We looked at a Personal Insolvency Agreement (Part X of the Bankruptcy Act) as a potential solution but the client decided to see what he could obtain via a negotiation with creditors (a private treaty) first. In Australia PIAs have been seen as a bit dodgy in the last decade and so the procedure isn’t used as much as in the recent past. It requires a 75% favourable vote from creditors so the bank would have had a veto on that PIA process anyway if it didn’t want to agree.
We corresponded with creditors and liaised with the solicitors acting for the bank with the objective of stabilising the situation and putting into place an orderly process so that creditors didn’t feel it necessarily urgent to proceed with a bankruptcy court action. No creditor ended up starting a bankruptcy proceeding so the matter concluded as a private treaty.
The bank, due to the co-operation it received from Tom in its receivership, eventually decided to forgive the debt owed for a fraction of its face value. This represented an enormous win for the client and an excellent outcome from our firm. The client refinanced his residential mortgage with the bank and the bank’s equity position in this real asset was clarified.
Lessons learned by the client and takeaways for mining services subcontractors
- Pay yourself a salary: We have clients who invest significant sweat capital in a business that is in decline and they fail to pay themselves a salary. If you are the business owner it is prudent to pay yourself a salary during both good times and bad times.
- Personal guarantees: Remember to avoid STDs (sexually transmitted debt) so don’t allow your wife to become a company director and sign personal guarantees for creditors. It would be better to insulate her from your business.
- Dealing with creditors: Take a sensible course of action with the creditors because they may choose to make a commercial decision to forgive debt if they are satisfied they won’t get a better outcome through bankruptcy and they don’t want to punish you. If you don’t have the money to pay them, tell them rather than ghost them.
- SMSFs: A superannuation fund is an excellent asset protection instrument because it is usually protected from bankruptcy.

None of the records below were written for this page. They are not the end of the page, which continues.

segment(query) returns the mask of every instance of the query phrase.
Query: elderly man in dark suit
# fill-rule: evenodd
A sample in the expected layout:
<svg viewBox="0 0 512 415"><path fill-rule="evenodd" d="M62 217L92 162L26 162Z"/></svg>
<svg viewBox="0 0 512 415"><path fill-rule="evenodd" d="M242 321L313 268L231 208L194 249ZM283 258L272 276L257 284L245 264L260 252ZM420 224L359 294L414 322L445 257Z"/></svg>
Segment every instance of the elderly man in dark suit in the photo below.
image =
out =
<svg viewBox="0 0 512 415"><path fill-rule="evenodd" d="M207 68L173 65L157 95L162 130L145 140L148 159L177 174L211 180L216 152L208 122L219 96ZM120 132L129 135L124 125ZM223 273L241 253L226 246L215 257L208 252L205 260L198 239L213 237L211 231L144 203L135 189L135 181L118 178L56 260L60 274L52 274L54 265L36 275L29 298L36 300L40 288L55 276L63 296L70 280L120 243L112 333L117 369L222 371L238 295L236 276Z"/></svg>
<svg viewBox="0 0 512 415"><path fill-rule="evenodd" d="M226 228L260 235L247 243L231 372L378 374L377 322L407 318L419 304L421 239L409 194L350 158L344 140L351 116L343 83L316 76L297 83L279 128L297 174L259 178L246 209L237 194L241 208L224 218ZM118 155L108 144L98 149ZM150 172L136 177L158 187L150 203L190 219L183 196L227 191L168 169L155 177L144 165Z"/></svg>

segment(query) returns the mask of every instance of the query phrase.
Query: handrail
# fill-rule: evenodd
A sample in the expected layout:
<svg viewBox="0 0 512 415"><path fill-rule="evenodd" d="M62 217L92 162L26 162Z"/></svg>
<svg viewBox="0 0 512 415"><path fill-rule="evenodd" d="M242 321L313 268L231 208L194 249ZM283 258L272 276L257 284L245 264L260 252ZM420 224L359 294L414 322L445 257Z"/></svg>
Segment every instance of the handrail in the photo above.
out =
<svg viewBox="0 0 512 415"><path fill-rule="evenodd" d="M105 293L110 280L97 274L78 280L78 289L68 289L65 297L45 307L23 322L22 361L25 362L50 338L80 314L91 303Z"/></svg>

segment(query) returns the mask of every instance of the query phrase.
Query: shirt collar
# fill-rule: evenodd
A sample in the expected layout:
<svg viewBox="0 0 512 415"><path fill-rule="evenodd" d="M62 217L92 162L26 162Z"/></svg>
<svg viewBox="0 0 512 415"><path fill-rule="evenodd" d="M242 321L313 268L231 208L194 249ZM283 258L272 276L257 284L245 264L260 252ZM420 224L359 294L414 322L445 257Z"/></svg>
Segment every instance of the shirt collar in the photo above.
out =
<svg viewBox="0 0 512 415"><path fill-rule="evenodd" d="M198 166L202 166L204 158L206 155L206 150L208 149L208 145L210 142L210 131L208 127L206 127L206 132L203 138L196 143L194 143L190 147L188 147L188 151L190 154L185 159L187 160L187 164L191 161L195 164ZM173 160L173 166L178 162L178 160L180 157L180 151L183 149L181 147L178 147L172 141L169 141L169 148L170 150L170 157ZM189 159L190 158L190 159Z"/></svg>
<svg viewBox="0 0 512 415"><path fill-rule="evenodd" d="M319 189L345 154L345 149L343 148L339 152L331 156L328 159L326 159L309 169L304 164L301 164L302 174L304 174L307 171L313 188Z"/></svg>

- Bait and switch tactics from professional advisers: Be careful of bait and switch tactics from professional advisers – if you are advised that voluntary administration is the best option (rather than a safe harbour restructure) consider the quality of the due diligence it is based upon. In this case study the voluntary administrators advised that voluntary administration was the best option to save the business without conducting any due diligence. The problem was that no one else did due diligence and our client didn’t realise that the voluntary administrators were actually legally prohibited from doing due diligence on the prospects of a VA process themselves so it was actually his responsibility to evaluate voluntary administration.
- Use offshore corporations for overseas contracts: The client made the mistake of using Australian companies for overseas contracts – he should have considered creating offshore entities to insulate the Australian companies and vice versa. Why not use corporate structuring overseas better? The answer is that accountants in Australia aren’t comfortable with this so they don’t suggest it to clients.
- Exit strategy: Tom didn’t have an exit strategy for his business. There wasn’t anyone in his business that had enough nous to take it over and it is difficult to sell a mining subcontractor. There is no easy answer to how subcontractors can develop an exit strategy but given the sweat capital they invest in their business and the risks they take it is a critical issue for their future. One credible suggestion is that the business owner explores “half-retiring” a few years before actual retirement and focuses on a sale process as a project.